Market volatility in February dealt a blow to several major hedge funds, including Millennium Management, Citadel, and Jain Global, as crowded trades and unexpected macro shifts disrupted key strategies, according to a report by Bloomberg.
Multi-strategy hedge funds with an equity market-neutral bias suffered some of the biggest setbacks, particularly those overweight in technology and healthcare stocks, its Jain Global down 1%, Millennium Management losing 1.3%, and
Citadel dropping 1.7%.
A key factor in February’s turbulence was index rebalancing strategies, where traders bet on quarterly or semi-annual changes to stock indices. The strategy turned money-losing in February amid shifting investor sentiment.

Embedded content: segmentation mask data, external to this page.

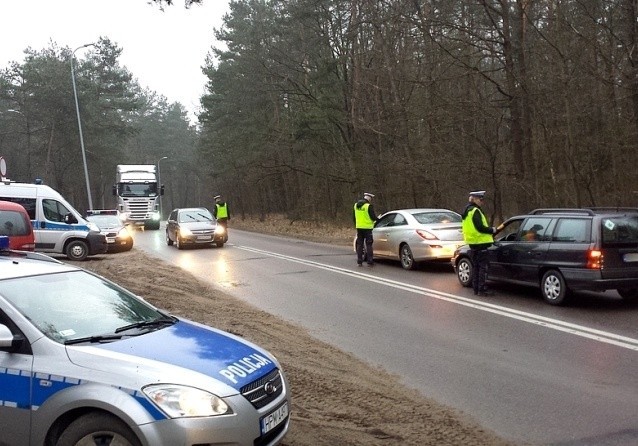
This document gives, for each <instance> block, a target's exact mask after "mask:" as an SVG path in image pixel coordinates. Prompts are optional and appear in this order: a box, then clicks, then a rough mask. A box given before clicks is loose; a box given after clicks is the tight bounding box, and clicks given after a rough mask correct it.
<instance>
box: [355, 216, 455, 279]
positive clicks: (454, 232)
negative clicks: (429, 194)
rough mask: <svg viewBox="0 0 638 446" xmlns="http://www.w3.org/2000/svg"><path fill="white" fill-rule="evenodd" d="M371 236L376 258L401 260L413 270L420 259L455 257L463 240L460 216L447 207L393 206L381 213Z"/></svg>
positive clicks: (426, 259) (422, 261)
mask: <svg viewBox="0 0 638 446" xmlns="http://www.w3.org/2000/svg"><path fill="white" fill-rule="evenodd" d="M372 237H373V238H374V245H373V248H374V249H373V252H374V258H375V259H391V260H399V261H400V262H401V266H402V267H403V268H404V269H407V270H411V269H414V268H416V266H417V264H418V263H419V262H425V261H441V260H442V261H449V260H450V259H451V258H452V255H453V254H454V250H455V249H456V248H458V247H459V246H461V245H462V244H463V233H462V231H461V216H460V215H459V214H457V213H456V212H454V211H450V210H448V209H399V210H394V211H390V212H386V213H385V214H383V215H381V217H379V220H378V221H377V222H376V223H375V225H374V229H373V230H372ZM364 249H365V247H364Z"/></svg>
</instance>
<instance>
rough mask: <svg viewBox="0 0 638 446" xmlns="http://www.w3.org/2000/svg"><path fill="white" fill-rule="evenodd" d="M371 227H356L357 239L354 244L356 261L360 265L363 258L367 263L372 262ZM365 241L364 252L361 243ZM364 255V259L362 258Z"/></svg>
mask: <svg viewBox="0 0 638 446" xmlns="http://www.w3.org/2000/svg"><path fill="white" fill-rule="evenodd" d="M372 241H373V240H372V229H359V228H357V241H356V242H355V246H356V249H357V263H358V264H359V265H361V264H362V263H363V261H364V260H365V261H366V262H367V263H368V264H369V265H371V264H372V263H373V260H372ZM364 243H365V247H366V249H365V253H364V251H363V244H364ZM364 256H365V259H364Z"/></svg>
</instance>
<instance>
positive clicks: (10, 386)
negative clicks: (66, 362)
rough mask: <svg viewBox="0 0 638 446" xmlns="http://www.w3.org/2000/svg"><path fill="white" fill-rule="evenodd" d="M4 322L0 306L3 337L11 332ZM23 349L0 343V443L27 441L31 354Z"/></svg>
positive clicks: (0, 319)
mask: <svg viewBox="0 0 638 446" xmlns="http://www.w3.org/2000/svg"><path fill="white" fill-rule="evenodd" d="M8 325H9V322H8V317H7V316H6V315H5V314H4V312H2V310H0V339H2V340H3V341H6V340H7V339H8V337H12V336H13V333H12V332H11V330H10V329H9V328H8ZM13 330H17V329H15V328H14V329H13ZM4 343H5V342H3V344H4ZM24 344H25V345H28V344H26V342H25V343H24ZM26 350H27V351H24V352H23V351H17V352H12V351H11V348H10V347H7V346H5V345H2V346H0V443H1V444H3V445H9V446H22V445H24V444H28V443H29V430H30V425H31V376H32V368H33V355H32V354H31V353H30V352H29V351H28V349H26Z"/></svg>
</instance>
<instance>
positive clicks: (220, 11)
mask: <svg viewBox="0 0 638 446" xmlns="http://www.w3.org/2000/svg"><path fill="white" fill-rule="evenodd" d="M226 12H228V0H204V4H203V5H193V6H191V8H190V9H186V8H184V2H183V1H182V0H175V3H174V4H173V6H170V7H166V8H165V9H164V11H163V12H162V11H161V10H159V8H158V7H157V6H156V5H149V4H148V0H0V15H1V16H2V18H3V20H2V22H3V23H2V26H0V68H7V67H8V64H9V62H11V61H18V62H23V61H24V50H25V49H26V48H28V47H31V48H32V49H34V50H36V51H40V50H42V49H44V48H48V47H49V42H50V41H53V42H55V43H56V44H57V45H58V46H59V47H65V46H68V47H69V48H71V49H72V50H73V49H75V48H77V47H79V46H81V45H84V44H85V43H91V42H96V41H97V40H98V39H99V38H100V37H108V38H109V39H111V41H112V42H114V43H115V44H117V45H118V46H119V47H121V48H122V49H123V51H122V55H121V56H120V59H119V61H120V64H121V65H123V66H125V67H127V68H128V70H129V71H130V72H131V73H132V74H133V76H134V77H136V78H137V80H138V82H139V83H140V84H141V85H142V86H143V87H147V88H149V89H151V90H154V91H156V92H157V93H159V94H162V95H164V96H166V97H167V98H168V100H169V102H181V103H182V104H183V105H184V106H185V107H186V108H187V109H188V110H189V111H190V112H191V113H192V112H194V111H195V110H197V109H198V107H199V97H200V96H201V95H202V93H203V92H204V86H205V84H206V77H205V76H204V75H203V74H202V70H201V67H202V65H204V62H205V60H206V55H207V54H208V53H209V51H210V48H211V47H212V46H214V45H216V41H215V39H214V36H213V28H219V27H221V25H222V17H223V15H224V14H225V13H226ZM82 51H84V50H78V52H77V53H76V57H78V58H82ZM69 70H70V69H69ZM69 77H70V72H69Z"/></svg>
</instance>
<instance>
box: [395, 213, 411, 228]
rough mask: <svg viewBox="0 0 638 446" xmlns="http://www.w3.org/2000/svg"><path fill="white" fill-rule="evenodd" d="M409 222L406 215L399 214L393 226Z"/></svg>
mask: <svg viewBox="0 0 638 446" xmlns="http://www.w3.org/2000/svg"><path fill="white" fill-rule="evenodd" d="M407 224H408V222H407V221H406V219H405V217H404V216H403V215H401V214H397V215H396V217H394V222H393V223H392V226H405V225H407Z"/></svg>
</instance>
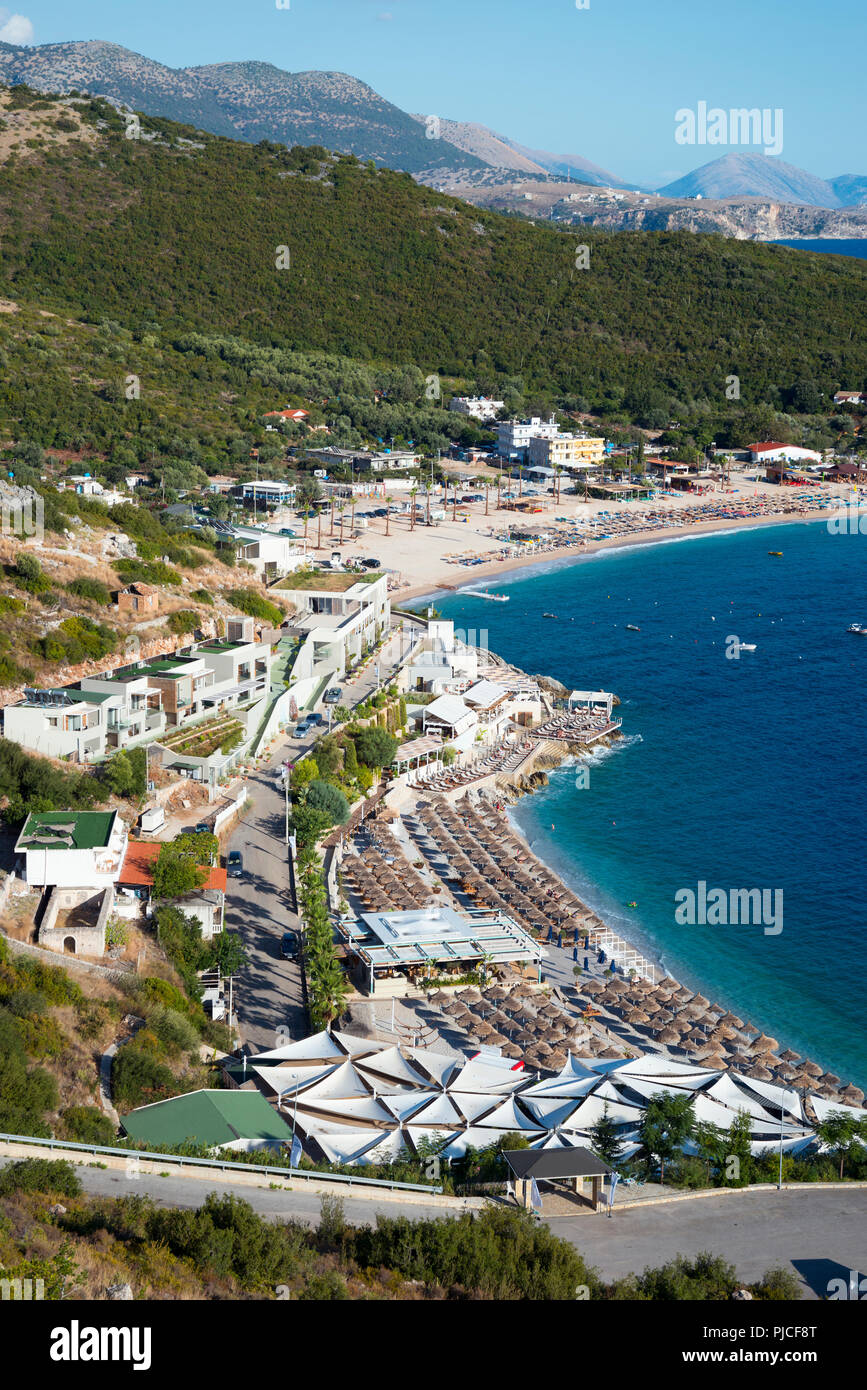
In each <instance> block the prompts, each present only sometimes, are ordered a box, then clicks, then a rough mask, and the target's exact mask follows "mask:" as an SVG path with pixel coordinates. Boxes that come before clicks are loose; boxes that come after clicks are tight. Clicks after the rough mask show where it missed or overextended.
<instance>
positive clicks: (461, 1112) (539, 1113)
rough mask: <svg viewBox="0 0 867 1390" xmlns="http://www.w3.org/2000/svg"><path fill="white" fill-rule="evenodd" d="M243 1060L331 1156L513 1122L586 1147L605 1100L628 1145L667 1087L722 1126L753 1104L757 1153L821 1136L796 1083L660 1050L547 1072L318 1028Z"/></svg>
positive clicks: (473, 1142) (397, 1155)
mask: <svg viewBox="0 0 867 1390" xmlns="http://www.w3.org/2000/svg"><path fill="white" fill-rule="evenodd" d="M247 1070H249V1073H250V1076H256V1077H257V1079H258V1080H260V1081H261V1083H263V1084H264V1086H267V1087H268V1088H270V1090H271V1091H272V1093H275V1094H276V1095H278V1097H279V1101H281V1111H282V1113H283V1116H286V1118H289V1119H290V1120H292V1125H293V1127H295V1129H296V1130H297V1133H299V1136H300V1137H302V1140H303V1143H304V1147H306V1148H307V1151H308V1152H310V1156H314V1158H322V1156H324V1158H325V1159H328V1161H329V1162H333V1163H350V1165H354V1163H361V1165H363V1163H386V1162H390V1161H392V1159H395V1158H397V1156H399V1155H400V1154H403V1152H404V1151H407V1150H410V1151H413V1152H418V1151H420V1147H422V1151H424V1150H428V1151H429V1150H431V1148H432V1150H433V1152H436V1154H439V1155H440V1156H443V1158H446V1159H453V1158H460V1156H461V1155H463V1154H464V1152H465V1151H467V1148H470V1147H472V1148H478V1150H482V1148H488V1147H489V1145H492V1144H496V1143H497V1141H499V1140H500V1138H503V1137H504V1136H507V1134H522V1136H524V1137H525V1138H527V1140H528V1143H529V1144H531V1147H532V1148H563V1147H570V1145H578V1147H582V1145H586V1143H588V1140H589V1131H591V1129H592V1126H593V1125H595V1123H596V1122H597V1120H599V1119H602V1118H603V1115H606V1112H607V1116H609V1119H610V1120H613V1122H614V1125H617V1127H618V1134H620V1138H621V1143H622V1155H624V1156H631V1155H632V1154H634V1152H636V1150H638V1127H639V1125H641V1120H642V1115H643V1111H645V1106H646V1105H647V1101H649V1099H650V1098H652V1097H653V1095H657V1094H660V1093H666V1094H672V1095H689V1097H691V1098H692V1101H693V1106H695V1116H696V1119H697V1120H706V1122H711V1123H714V1125H717V1126H718V1127H720V1130H722V1131H725V1130H728V1129H729V1127H731V1125H732V1122H734V1120H735V1119H736V1116H738V1115H743V1113H746V1115H748V1116H749V1122H750V1148H752V1151H753V1152H754V1154H760V1152H761V1151H764V1150H768V1148H774V1150H777V1148H778V1145H779V1143H781V1140H782V1148H784V1152H788V1154H799V1152H802V1151H803V1150H806V1148H809V1147H810V1145H816V1144H817V1138H816V1133H814V1127H813V1125H811V1123H810V1120H809V1119H807V1112H806V1111H804V1104H803V1098H802V1097H800V1094H799V1093H798V1091H795V1090H793V1088H792V1087H786V1086H774V1084H773V1083H770V1081H757V1080H754V1079H753V1077H749V1076H742V1074H741V1073H738V1072H721V1070H711V1069H707V1068H700V1066H696V1065H695V1063H689V1062H674V1061H670V1059H668V1058H666V1056H661V1055H657V1054H646V1055H643V1056H638V1058H632V1059H629V1061H622V1059H621V1061H618V1059H606V1061H599V1059H595V1058H591V1056H588V1058H575V1056H571V1055H570V1056H568V1059H567V1062H565V1065H564V1066H563V1068H561V1069H560V1072H557V1073H556V1074H554V1076H545V1077H540V1076H539V1074H538V1073H529V1072H527V1070H525V1069H524V1068H522V1066H521V1065H520V1063H518V1065H517V1066H515V1065H514V1063H510V1062H507V1061H504V1059H493V1058H490V1056H482V1055H481V1054H479V1055H475V1056H470V1058H467V1056H454V1055H447V1054H446V1052H435V1051H429V1049H428V1048H410V1049H407V1055H404V1052H403V1051H402V1049H400V1048H397V1047H395V1045H392V1044H388V1042H381V1041H378V1040H375V1038H363V1037H357V1036H354V1034H349V1033H332V1034H327V1033H320V1034H315V1037H311V1038H306V1040H304V1041H302V1042H292V1044H288V1045H286V1047H282V1048H275V1049H274V1052H270V1054H260V1056H257V1058H256V1059H254V1061H253V1063H251V1065H250V1066H249V1069H247ZM810 1099H811V1105H813V1112H811V1113H814V1115H816V1116H817V1118H818V1119H820V1120H823V1119H825V1118H827V1115H828V1113H829V1112H831V1111H835V1109H842V1108H843V1102H842V1101H841V1102H835V1101H827V1099H824V1098H821V1097H818V1095H814V1097H811V1098H810ZM846 1109H848V1111H850V1112H852V1115H853V1116H856V1118H864V1116H867V1111H864V1109H854V1108H852V1106H846ZM685 1148H686V1152H692V1151H695V1150H693V1148H691V1145H689V1144H688V1145H685Z"/></svg>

The downturn also impacted major macro hedge funds. Haidar Jupiter Fund slumped 6.3%, though it remains up 8.6% year-to-date, while Brevan Howard’s BH Master Fund lost 1.6% in February and is down 4.5% for 2025.
Brevan Howard Alpha Strategies, however, gained 0.7%, bringing its year-to-date return to 2.3%.

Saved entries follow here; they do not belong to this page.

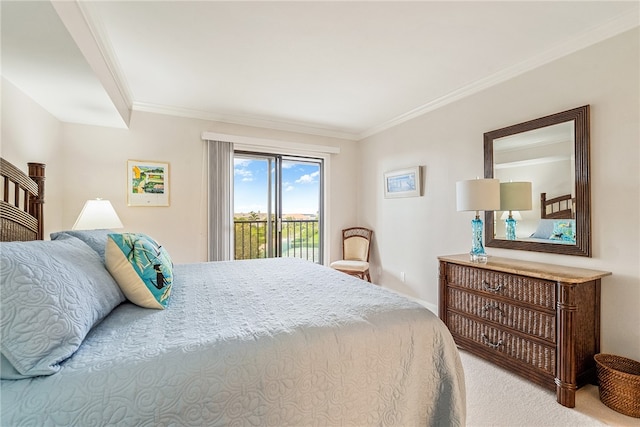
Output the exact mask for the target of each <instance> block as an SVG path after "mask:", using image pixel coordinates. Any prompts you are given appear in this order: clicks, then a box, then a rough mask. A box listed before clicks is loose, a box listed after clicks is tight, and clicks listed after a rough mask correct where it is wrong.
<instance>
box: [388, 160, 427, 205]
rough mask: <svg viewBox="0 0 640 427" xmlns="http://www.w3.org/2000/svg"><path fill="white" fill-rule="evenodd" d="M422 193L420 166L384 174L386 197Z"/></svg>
mask: <svg viewBox="0 0 640 427" xmlns="http://www.w3.org/2000/svg"><path fill="white" fill-rule="evenodd" d="M421 194H422V180H421V178H420V166H414V167H411V168H407V169H399V170H395V171H391V172H386V173H385V174H384V197H385V198H387V199H389V198H395V197H419V196H420V195H421Z"/></svg>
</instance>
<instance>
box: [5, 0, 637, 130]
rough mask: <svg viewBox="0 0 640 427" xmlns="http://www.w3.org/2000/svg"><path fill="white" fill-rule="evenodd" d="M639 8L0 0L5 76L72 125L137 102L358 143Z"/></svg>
mask: <svg viewBox="0 0 640 427" xmlns="http://www.w3.org/2000/svg"><path fill="white" fill-rule="evenodd" d="M638 6H639V2H638V1H637V0H636V1H621V2H615V1H586V2H582V1H565V2H556V1H534V2H521V1H511V2H505V1H498V2H485V1H470V2H459V1H441V2H436V1H412V2H397V1H387V2H382V1H369V2H356V1H342V2H328V1H287V2H272V1H257V2H246V1H228V2H222V1H193V2H192V1H137V2H134V1H101V2H97V1H90V2H75V1H60V2H58V1H56V2H48V1H43V2H39V1H38V2H25V1H7V0H3V1H2V2H1V7H2V9H1V12H2V75H3V76H4V77H5V78H6V79H7V80H8V81H10V82H12V83H13V84H14V85H16V86H17V87H18V88H20V89H21V90H22V91H23V92H25V93H26V94H27V95H29V96H30V97H31V98H33V99H34V100H35V101H36V102H38V103H39V104H40V105H42V106H43V107H44V108H45V109H47V110H48V111H50V112H51V113H52V114H53V115H54V116H56V117H57V118H58V119H60V120H61V121H65V122H73V123H85V124H93V125H101V126H116V127H126V126H127V125H128V122H129V117H130V114H131V110H140V111H152V112H158V113H163V114H172V115H177V116H184V117H195V118H202V119H207V120H219V121H225V122H230V123H240V124H246V125H252V126H260V127H267V128H274V129H283V130H292V131H300V132H306V133H311V134H318V135H327V136H337V137H343V138H348V139H353V140H358V139H362V138H363V137H366V136H368V135H371V134H374V133H376V132H378V131H380V130H382V129H385V128H388V127H390V126H393V125H395V124H397V123H400V122H402V121H404V120H407V119H409V118H412V117H415V116H417V115H419V114H422V113H424V112H427V111H430V110H433V109H435V108H438V107H440V106H442V105H445V104H446V103H448V102H451V101H454V100H456V99H460V98H461V97H464V96H468V95H470V94H472V93H475V92H477V91H479V90H482V89H484V88H486V87H489V86H491V85H493V84H496V83H499V82H501V81H504V80H506V79H508V78H511V77H514V76H516V75H518V74H521V73H523V72H526V71H528V70H530V69H533V68H535V67H537V66H540V65H543V64H545V63H547V62H550V61H552V60H555V59H557V58H559V57H562V56H564V55H567V54H569V53H572V52H574V51H576V50H579V49H582V48H584V47H586V46H589V45H591V44H593V43H596V42H599V41H601V40H604V39H606V38H608V37H611V36H614V35H616V34H619V33H621V32H624V31H627V30H629V29H631V28H633V27H636V26H638V25H639V22H640V21H639V14H640V12H639V7H638ZM576 71H577V72H578V71H579V70H576Z"/></svg>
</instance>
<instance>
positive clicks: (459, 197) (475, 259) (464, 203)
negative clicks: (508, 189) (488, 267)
mask: <svg viewBox="0 0 640 427" xmlns="http://www.w3.org/2000/svg"><path fill="white" fill-rule="evenodd" d="M456 206H457V210H458V211H459V212H460V211H475V212H476V216H475V218H474V219H473V220H472V221H471V230H472V247H471V252H470V253H469V256H470V258H471V261H474V262H482V263H485V262H487V254H486V252H485V251H484V245H483V244H482V229H483V223H482V220H481V219H480V213H479V211H497V210H499V209H500V181H499V180H497V179H479V178H478V179H472V180H467V181H458V182H457V183H456Z"/></svg>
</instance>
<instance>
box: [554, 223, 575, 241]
mask: <svg viewBox="0 0 640 427" xmlns="http://www.w3.org/2000/svg"><path fill="white" fill-rule="evenodd" d="M549 239H551V240H562V241H565V242H574V243H575V241H576V233H575V222H574V221H572V220H567V221H556V222H554V223H553V232H552V233H551V236H550V237H549Z"/></svg>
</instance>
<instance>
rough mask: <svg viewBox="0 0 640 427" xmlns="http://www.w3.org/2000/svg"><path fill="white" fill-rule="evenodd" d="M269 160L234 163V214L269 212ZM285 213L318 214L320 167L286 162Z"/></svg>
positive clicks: (311, 164) (243, 161) (282, 192)
mask: <svg viewBox="0 0 640 427" xmlns="http://www.w3.org/2000/svg"><path fill="white" fill-rule="evenodd" d="M267 167H268V164H267V160H265V159H253V160H252V159H246V158H237V157H236V158H235V159H234V168H233V171H234V173H233V175H234V184H233V185H234V212H235V213H248V212H251V211H253V212H261V213H266V212H267V177H268V175H267ZM282 187H283V190H282V210H283V215H287V214H317V213H318V210H319V192H320V167H319V165H318V164H313V163H301V162H300V163H299V162H293V161H286V160H285V161H283V163H282Z"/></svg>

The backdrop of rising inflation and geopolitical uncertainty, including tariff threats from former President Donald Trump, further exacerbated market volatility.
The so-called Magnificent Seven tech stocks — long a favourite of hedge funds — lost steam in February, as concerns mounted over valuation and AI-driven spending. Meanwhile, European and Asian markets outperformed US equities, with hedge funds focused on Asia gaining 1.9% on average, according to a Goldman Sachs note.